Foi com alívio que a maioria dos franceses recebeu a notícia de que o presidente Jacques Chirac derrotou o líder da extrema direita Jean-Marie Le Pen no segundo turno das eleições presidenciais. A vitória foi esmagadora e não deixa margem a dúvidas: Chirac, 82%; Le Pen, 18%.
Não parece exagero afirmar que o pleito se transformou num referendo, em que os franceses reafirmaram seu compromisso com os valores republicanos. No dia 5 de maio, a França deu um claro "não" à segregação e ao isolacionismo propugnados por Le Pen e disse "sim" à União Européia e ao sistema democrático.

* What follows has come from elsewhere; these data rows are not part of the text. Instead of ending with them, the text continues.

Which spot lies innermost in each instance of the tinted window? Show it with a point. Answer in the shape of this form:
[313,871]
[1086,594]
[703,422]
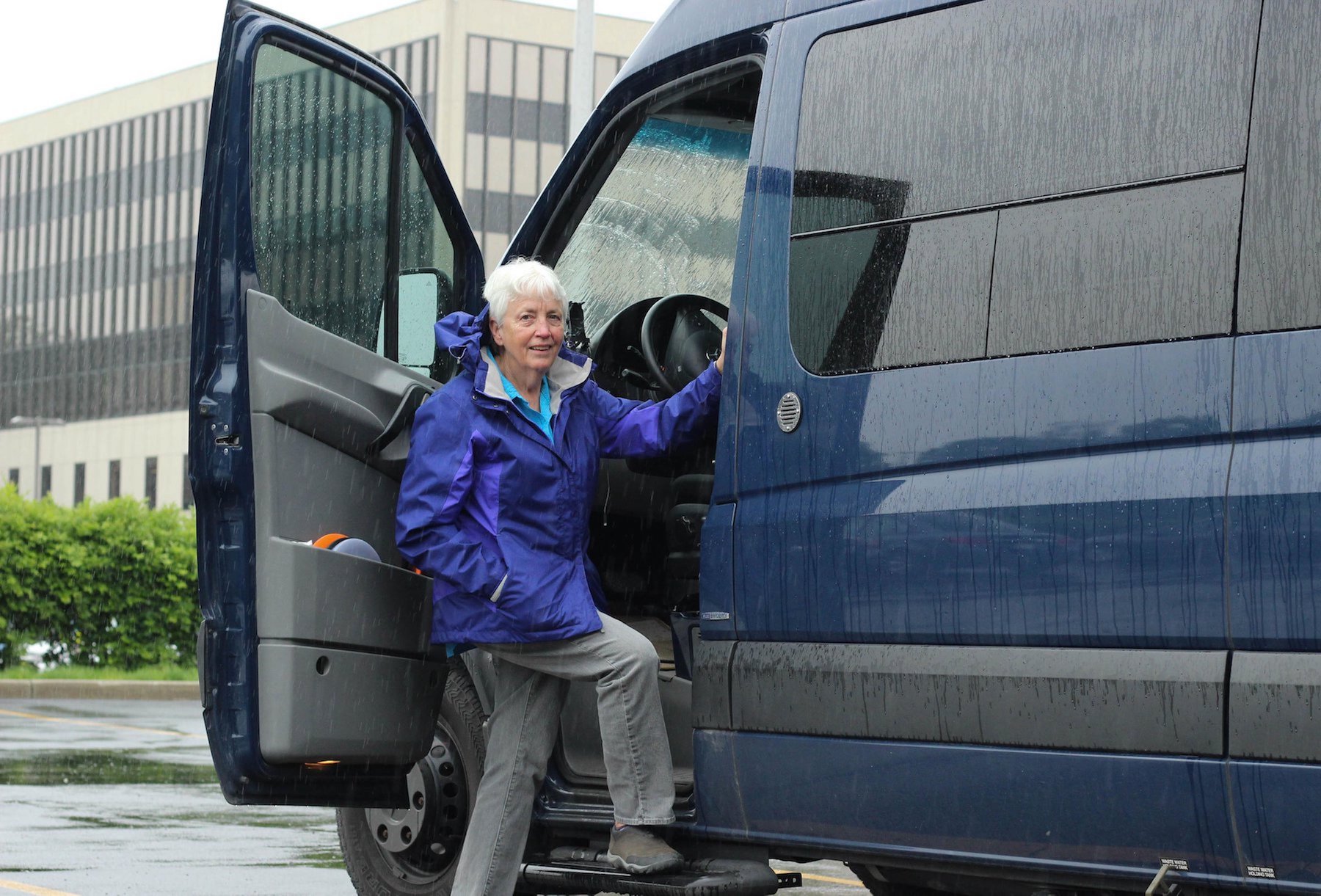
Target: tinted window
[1281,277]
[1142,265]
[1003,101]
[891,296]
[320,193]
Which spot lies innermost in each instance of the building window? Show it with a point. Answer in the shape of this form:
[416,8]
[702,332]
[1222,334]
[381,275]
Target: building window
[150,483]
[188,487]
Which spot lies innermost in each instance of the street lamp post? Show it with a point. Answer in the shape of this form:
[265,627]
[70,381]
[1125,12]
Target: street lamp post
[36,423]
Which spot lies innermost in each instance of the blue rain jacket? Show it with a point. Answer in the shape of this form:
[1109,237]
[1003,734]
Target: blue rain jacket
[497,514]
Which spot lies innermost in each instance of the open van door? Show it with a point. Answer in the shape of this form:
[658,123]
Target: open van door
[330,244]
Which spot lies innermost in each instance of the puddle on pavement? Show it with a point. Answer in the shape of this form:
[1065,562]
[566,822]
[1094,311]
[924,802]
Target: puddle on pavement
[97,767]
[320,859]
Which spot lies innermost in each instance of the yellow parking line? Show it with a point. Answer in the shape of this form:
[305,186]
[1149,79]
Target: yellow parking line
[830,881]
[92,724]
[32,889]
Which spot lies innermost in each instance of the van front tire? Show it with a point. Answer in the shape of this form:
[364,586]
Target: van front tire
[415,851]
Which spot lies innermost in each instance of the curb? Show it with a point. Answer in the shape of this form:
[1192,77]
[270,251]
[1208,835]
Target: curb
[72,689]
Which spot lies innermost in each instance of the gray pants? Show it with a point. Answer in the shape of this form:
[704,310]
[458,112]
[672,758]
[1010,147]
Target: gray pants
[531,681]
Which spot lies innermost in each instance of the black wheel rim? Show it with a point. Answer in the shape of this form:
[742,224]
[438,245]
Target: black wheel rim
[422,842]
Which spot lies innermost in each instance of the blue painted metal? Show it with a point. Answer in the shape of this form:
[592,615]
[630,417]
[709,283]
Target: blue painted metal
[1070,498]
[1015,810]
[1276,821]
[219,406]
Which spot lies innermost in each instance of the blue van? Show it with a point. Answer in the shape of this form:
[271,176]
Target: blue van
[1000,574]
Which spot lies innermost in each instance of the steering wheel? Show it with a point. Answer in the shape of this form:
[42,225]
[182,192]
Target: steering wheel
[694,340]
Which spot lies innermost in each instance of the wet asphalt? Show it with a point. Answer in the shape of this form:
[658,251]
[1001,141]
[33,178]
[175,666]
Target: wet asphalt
[107,797]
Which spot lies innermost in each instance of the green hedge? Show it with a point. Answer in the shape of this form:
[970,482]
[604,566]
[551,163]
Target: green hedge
[107,584]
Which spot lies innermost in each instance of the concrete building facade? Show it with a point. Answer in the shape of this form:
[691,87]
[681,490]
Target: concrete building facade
[98,227]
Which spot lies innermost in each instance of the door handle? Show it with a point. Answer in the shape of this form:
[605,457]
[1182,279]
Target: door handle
[401,419]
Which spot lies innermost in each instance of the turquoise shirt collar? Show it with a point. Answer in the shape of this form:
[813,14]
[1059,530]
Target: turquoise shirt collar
[542,419]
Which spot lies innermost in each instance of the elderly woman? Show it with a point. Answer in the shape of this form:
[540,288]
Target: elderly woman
[495,505]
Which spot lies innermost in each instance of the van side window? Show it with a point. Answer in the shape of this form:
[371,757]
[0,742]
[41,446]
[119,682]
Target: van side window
[321,158]
[320,192]
[937,225]
[1281,272]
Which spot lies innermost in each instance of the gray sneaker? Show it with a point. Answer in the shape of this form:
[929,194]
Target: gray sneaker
[640,851]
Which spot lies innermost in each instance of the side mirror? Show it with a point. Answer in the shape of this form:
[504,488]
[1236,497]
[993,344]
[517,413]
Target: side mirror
[424,296]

Se a derrota de Le Pen representa uma boa notícia em termos institucionais, o resultado do pleito está longe de resolver as dificuldades políticas em que a França se enredou.
O presidente Jacques Chirac está na situação mais insólita de que se tem notícia na história da França republicana. Assolado por denúncias de corrupção, Chirac obteve, no primeiro turno, 19,88% dos votos, o pior desempenho desde 1958 para um presidente que disputava a reeleição. No segundo turno, porém, com o apoio maciço da esquerda e, em menor grau, até da extrema esquerda, o conservador Chirac ficou com 82% dos votos, superando com folga o recorde dos 58% de aprovação obtido por Georges Pompidou em 1969.

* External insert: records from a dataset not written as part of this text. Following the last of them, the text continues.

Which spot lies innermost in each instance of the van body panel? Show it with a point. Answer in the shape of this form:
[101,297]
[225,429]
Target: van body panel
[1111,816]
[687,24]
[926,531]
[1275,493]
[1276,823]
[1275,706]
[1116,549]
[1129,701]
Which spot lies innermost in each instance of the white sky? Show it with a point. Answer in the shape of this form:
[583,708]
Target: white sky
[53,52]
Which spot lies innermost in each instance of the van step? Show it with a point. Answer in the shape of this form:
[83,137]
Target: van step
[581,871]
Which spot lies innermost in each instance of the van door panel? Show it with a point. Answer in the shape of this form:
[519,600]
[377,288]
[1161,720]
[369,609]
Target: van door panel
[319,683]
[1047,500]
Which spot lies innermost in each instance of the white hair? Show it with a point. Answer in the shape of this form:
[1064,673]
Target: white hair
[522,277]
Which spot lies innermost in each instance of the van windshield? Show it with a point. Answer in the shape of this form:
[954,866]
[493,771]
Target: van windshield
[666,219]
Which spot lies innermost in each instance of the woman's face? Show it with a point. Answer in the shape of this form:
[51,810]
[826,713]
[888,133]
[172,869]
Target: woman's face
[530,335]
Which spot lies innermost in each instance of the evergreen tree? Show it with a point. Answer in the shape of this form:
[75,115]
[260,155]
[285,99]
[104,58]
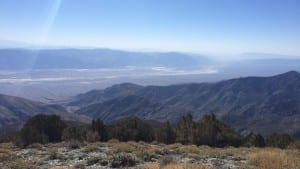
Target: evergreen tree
[166,134]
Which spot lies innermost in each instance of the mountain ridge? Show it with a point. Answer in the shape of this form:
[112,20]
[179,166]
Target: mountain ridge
[248,103]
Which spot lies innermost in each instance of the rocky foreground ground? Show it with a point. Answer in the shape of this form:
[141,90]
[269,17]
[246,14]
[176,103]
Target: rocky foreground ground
[140,155]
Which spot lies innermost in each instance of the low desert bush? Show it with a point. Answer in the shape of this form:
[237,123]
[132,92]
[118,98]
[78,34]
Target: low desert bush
[123,160]
[275,159]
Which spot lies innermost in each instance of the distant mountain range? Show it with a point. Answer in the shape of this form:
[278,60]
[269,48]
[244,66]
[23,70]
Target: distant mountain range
[16,110]
[259,104]
[20,59]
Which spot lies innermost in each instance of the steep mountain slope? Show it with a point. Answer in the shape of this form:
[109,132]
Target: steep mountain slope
[260,104]
[118,108]
[96,96]
[15,110]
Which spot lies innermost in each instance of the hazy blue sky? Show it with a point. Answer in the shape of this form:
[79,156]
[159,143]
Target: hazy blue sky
[203,26]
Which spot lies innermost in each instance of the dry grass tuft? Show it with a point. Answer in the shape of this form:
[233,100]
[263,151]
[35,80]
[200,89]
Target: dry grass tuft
[176,166]
[275,159]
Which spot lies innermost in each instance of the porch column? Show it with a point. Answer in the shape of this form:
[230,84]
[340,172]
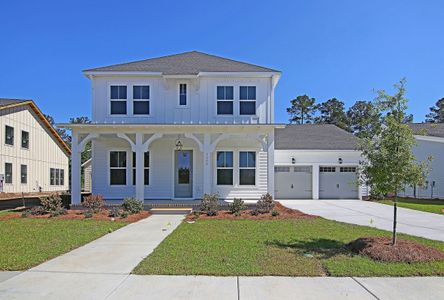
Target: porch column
[270,160]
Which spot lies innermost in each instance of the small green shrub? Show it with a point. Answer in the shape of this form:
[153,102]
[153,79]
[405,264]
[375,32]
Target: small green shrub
[132,205]
[93,203]
[210,204]
[237,206]
[265,204]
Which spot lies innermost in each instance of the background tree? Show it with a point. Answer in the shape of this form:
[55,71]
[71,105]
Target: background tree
[363,119]
[302,109]
[436,114]
[332,112]
[389,164]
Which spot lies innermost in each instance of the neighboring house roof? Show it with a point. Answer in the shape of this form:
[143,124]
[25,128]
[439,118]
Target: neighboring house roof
[10,103]
[428,129]
[314,137]
[187,63]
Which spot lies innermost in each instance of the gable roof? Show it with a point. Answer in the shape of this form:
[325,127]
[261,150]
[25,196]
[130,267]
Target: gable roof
[10,103]
[187,63]
[314,137]
[428,129]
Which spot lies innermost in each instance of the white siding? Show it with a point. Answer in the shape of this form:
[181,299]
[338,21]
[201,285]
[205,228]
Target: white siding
[43,153]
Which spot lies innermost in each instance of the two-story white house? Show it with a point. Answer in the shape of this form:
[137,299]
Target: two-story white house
[179,126]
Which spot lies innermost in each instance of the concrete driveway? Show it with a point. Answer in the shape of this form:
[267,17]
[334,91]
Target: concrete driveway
[413,222]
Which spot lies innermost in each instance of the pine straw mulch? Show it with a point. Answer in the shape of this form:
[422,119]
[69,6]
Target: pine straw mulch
[103,215]
[285,213]
[381,249]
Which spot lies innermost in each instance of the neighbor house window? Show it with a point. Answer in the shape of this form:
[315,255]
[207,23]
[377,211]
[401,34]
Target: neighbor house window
[247,168]
[182,94]
[8,173]
[117,163]
[9,135]
[23,173]
[247,100]
[25,139]
[146,168]
[225,97]
[118,99]
[224,167]
[141,97]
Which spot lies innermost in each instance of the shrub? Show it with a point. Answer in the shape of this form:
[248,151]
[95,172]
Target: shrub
[132,205]
[210,204]
[93,203]
[265,204]
[237,206]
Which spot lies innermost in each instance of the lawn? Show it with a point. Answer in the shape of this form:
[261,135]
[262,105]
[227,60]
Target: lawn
[25,243]
[313,247]
[433,206]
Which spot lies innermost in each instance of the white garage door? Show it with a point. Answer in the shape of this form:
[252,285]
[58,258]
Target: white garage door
[293,182]
[338,183]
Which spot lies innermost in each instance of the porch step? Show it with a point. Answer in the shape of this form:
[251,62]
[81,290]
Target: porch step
[171,210]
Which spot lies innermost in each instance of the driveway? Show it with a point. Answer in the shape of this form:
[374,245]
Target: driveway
[367,213]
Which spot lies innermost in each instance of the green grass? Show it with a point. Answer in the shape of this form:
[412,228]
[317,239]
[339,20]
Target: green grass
[289,248]
[433,206]
[25,243]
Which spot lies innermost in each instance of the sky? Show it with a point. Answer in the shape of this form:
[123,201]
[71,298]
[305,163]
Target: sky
[324,48]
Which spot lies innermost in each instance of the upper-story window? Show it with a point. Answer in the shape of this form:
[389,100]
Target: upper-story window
[9,135]
[247,100]
[141,97]
[225,97]
[182,94]
[118,99]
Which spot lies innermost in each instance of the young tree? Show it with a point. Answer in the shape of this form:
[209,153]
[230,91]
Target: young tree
[389,165]
[302,110]
[436,114]
[363,119]
[332,112]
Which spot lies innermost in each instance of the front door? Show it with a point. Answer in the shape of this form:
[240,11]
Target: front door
[183,178]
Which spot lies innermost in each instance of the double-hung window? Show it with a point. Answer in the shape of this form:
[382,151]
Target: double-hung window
[117,164]
[225,97]
[141,100]
[9,135]
[247,168]
[224,167]
[118,99]
[146,168]
[247,100]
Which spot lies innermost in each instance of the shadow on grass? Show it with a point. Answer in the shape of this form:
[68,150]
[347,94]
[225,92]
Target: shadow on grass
[321,248]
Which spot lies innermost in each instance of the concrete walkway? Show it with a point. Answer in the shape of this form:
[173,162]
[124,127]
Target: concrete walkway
[413,222]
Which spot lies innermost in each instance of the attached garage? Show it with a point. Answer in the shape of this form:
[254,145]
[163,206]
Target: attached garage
[336,182]
[293,182]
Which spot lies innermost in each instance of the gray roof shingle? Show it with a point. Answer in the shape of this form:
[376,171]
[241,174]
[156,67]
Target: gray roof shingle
[430,129]
[314,137]
[187,63]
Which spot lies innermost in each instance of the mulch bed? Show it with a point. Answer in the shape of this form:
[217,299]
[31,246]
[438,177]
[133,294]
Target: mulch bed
[381,249]
[285,213]
[78,215]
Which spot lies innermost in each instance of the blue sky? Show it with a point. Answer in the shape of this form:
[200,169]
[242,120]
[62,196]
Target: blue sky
[342,49]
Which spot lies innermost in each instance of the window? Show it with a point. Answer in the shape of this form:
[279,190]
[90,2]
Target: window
[225,96]
[141,96]
[146,168]
[117,163]
[247,97]
[247,168]
[224,167]
[118,99]
[9,135]
[8,173]
[25,139]
[23,173]
[182,94]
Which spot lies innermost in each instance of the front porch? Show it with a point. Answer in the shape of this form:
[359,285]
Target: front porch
[149,162]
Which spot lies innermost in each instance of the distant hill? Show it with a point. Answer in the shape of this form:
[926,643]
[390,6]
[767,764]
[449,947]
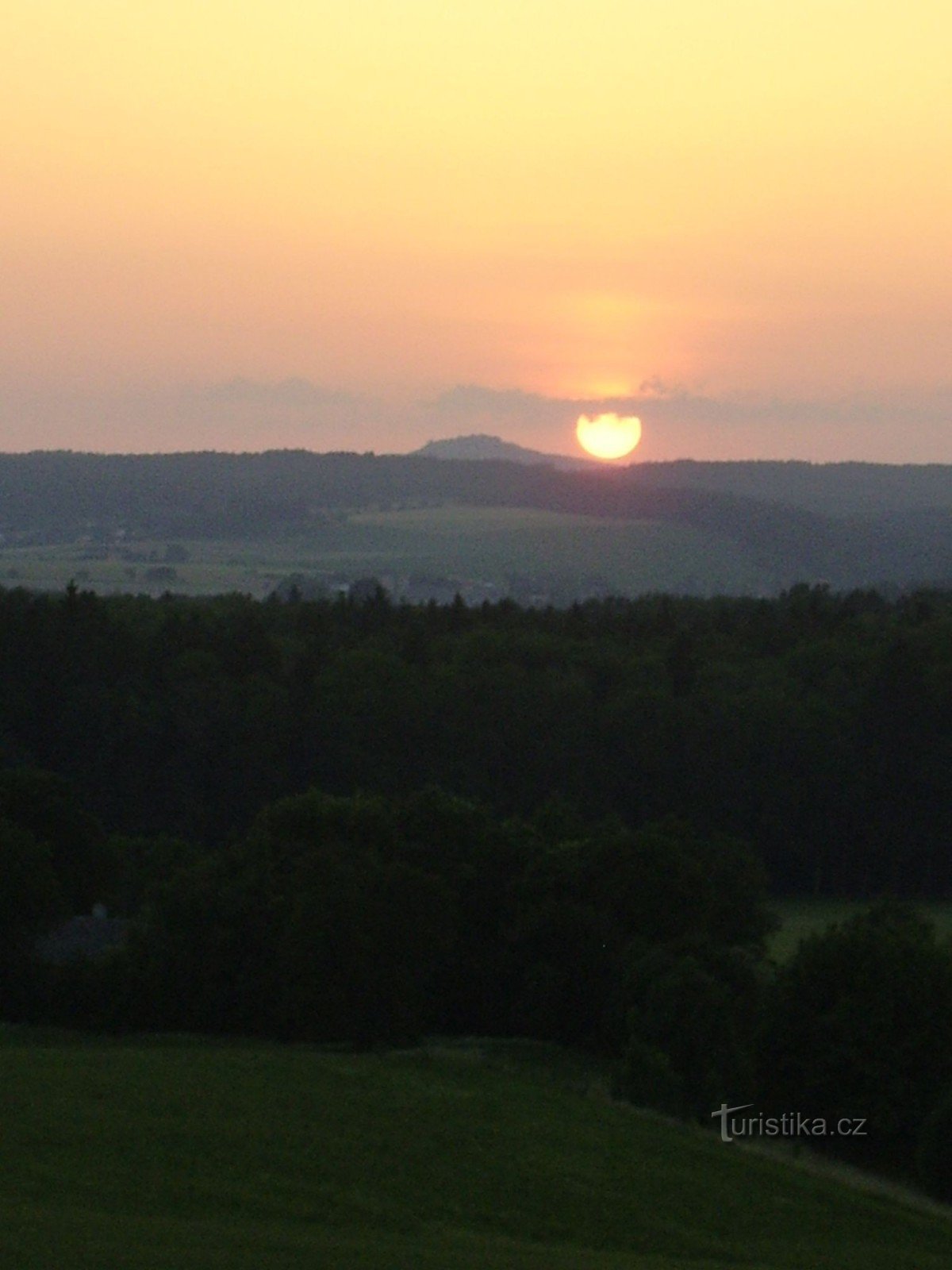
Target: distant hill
[850,525]
[482,446]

Apesar da vitória esmagadora, Chirac é refém de seu próprio sucesso. Ele não foi eleito por seu desempenho ou por sua plataforma, que lograram votação inexpressiva no primeiro escrutínio, mas apenas por ter Le Pen como adversário. A rigor, esquerda e extrema esquerda somadas ficaram com mais votos no primeiro turno (42,9%) do que a direita republicana (33,7%) da qual Chirac é o principal representante.
Esquerda e direita francesas voltam a se enfrentar nas eleições legislativas nos dias 9 e 16 de junho. Apesar da eloquente vitória de Chirac no domingo, não há garantias de que as forças por ele lideradas farão maioria na Assembléia Nacional. Se a esquerda vencer, Chirac, mesmo tendo sido reeleito com 82% dos votos, terá de convidar um opositor para o posto de primeiro-ministro -isto é, passar por mais um período de coabitação, em que fica com a margem de manobra política reduzida.

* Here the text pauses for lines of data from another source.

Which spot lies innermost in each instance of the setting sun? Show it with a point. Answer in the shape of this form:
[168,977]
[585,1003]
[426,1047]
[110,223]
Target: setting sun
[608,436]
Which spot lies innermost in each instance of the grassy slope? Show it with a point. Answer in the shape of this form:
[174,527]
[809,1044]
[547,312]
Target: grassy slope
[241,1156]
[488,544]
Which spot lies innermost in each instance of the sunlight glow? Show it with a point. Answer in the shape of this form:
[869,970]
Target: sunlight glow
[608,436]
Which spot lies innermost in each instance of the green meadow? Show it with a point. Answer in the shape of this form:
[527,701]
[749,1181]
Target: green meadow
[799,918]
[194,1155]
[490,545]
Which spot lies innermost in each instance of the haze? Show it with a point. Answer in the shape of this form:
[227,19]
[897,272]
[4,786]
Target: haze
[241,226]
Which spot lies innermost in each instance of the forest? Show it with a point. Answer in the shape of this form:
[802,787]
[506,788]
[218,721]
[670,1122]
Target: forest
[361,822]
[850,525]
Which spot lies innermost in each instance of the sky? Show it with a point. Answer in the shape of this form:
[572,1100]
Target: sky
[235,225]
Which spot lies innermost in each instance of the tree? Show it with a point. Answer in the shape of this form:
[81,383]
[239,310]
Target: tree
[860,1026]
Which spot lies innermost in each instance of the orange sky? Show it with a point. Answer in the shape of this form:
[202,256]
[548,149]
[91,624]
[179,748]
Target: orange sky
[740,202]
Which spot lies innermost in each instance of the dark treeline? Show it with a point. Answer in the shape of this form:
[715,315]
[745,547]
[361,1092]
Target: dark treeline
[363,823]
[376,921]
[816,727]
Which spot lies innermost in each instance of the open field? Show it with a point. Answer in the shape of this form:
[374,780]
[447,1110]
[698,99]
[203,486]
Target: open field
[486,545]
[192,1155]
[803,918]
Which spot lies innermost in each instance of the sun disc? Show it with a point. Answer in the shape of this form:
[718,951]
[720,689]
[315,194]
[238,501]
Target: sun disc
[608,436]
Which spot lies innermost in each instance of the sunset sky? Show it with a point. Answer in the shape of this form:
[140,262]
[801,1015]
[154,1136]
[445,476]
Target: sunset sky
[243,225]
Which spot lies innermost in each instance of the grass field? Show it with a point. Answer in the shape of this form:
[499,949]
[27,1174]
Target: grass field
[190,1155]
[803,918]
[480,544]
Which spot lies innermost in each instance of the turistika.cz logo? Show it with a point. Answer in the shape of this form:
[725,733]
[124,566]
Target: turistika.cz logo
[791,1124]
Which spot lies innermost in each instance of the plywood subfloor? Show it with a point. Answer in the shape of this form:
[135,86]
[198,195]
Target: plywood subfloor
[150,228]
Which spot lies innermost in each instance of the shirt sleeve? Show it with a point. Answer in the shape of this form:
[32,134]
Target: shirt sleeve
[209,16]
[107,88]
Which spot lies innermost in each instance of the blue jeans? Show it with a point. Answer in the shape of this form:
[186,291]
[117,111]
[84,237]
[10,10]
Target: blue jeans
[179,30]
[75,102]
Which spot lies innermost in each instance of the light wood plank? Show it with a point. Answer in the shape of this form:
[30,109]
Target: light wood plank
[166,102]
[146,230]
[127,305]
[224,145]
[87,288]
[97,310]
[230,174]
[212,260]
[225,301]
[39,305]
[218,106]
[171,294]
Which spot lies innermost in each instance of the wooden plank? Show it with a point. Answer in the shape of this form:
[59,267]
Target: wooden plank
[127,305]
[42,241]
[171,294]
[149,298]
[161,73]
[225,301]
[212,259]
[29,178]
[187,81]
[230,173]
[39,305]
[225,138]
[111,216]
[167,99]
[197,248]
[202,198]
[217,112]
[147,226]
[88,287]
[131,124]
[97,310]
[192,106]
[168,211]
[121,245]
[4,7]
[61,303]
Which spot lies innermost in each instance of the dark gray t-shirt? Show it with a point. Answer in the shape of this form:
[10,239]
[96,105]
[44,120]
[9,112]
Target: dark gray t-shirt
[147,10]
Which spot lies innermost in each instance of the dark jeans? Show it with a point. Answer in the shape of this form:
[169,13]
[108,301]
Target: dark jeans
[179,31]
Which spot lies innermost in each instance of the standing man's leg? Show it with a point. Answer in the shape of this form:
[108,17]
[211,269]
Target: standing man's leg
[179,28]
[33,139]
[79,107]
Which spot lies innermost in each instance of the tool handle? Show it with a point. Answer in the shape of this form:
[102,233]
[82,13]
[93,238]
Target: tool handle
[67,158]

As próximas semanas serão decisivas. Chirac já demonstrou que pretende caminhar para o centro ao nomear Jean-Pierre Raffarin para o posto de premiê. Partidos de esquerda, por sua vez, estão bastante mobilizados e já começam a falar em unir-se para o pleito legislativo.
Ocorra o que ocorrer, vai crescendo na França a convicção de que o sistema político do país seria beneficiado por uma reforma.
O "não" a Le Pen uniu os franceses, mas apenas circunstancialmente. Aliviada e confusa, a França voltará democraticamente às urnas no mês que vem para definir seu futuro.